Kasus tersebut menjadi sorotan publik setelah dugaan pelecehan dilakukan oleh 16 mahasiswa.
Puan menekankan setiap kasus kekerasan seksual harus ditangani secara tegas dan adil, sekaligus menjadi momentum evaluasi menyeluruh di lingkungan pendidikan.
“Tidak boleh ada kekerasan seksual di mana pun. Setiap kasus harus diadili secara adil,” ujarnya di Kompleks Parlemen, Senayan, Kamis, 16 April 2026.
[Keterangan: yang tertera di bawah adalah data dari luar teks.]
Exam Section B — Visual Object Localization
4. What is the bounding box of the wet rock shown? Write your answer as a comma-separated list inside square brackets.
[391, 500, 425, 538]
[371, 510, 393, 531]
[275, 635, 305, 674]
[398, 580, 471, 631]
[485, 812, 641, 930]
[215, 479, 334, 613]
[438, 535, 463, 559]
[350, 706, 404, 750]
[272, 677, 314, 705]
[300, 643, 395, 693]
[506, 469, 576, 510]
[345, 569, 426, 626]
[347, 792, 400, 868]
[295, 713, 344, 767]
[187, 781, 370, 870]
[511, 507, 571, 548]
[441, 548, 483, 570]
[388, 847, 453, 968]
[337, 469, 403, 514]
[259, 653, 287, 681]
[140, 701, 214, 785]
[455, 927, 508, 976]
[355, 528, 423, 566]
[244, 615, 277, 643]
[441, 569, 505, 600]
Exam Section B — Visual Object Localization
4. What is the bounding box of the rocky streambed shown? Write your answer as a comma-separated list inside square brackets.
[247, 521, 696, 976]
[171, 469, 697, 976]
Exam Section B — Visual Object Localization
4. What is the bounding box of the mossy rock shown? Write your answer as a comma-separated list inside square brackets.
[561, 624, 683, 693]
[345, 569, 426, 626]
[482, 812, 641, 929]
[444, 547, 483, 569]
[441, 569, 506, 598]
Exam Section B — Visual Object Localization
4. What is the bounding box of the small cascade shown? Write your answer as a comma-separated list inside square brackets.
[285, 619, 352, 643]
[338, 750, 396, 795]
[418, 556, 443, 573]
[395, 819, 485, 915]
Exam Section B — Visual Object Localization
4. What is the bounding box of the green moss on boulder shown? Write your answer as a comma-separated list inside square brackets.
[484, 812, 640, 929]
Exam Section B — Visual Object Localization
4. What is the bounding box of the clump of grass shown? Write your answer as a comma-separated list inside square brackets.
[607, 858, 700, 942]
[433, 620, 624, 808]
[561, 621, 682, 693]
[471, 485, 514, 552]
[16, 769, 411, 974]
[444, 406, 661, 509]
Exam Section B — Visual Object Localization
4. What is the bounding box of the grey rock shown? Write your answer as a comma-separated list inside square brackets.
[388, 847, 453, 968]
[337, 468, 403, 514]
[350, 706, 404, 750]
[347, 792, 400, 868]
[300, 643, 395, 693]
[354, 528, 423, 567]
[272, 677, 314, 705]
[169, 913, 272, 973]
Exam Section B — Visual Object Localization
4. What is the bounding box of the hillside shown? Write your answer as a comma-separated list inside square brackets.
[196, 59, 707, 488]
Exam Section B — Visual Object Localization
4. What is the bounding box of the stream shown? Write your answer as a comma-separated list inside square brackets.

Ia menilai, dunia pendidikan memiliki peran strategis dalam mencegah kekerasan seksual, tidak hanya sebagai tempat belajar, tetapi juga sebagai ruang pembentukan karakter dan nilai.
Menurutnya, maraknya kasus di lingkungan kampus menunjukkan persoalan kekerasan seksual dan seksisme masih menjadi tantangan serius.
“Ini harus menjadi perhatian bersama. Harus dievaluasi dan dibicarakan secara terbuka,” katanya.
Puan juga menegaskan pentingnya komitmen seluruh pihak untuk menciptakan lingkungan yang aman dan berkeadilan, baik di ruang publik maupun institusi pendidikan.
Ia mendorong evaluasi menyeluruh agar sistem pencegahan dan penanganan kekerasan seksual di perguruan tinggi dapat diperkuat.
“Semua harus dievaluasi secara terbuka. Yang jelas, tidak boleh ada kekerasan seksual di mana pun,” tegasnya.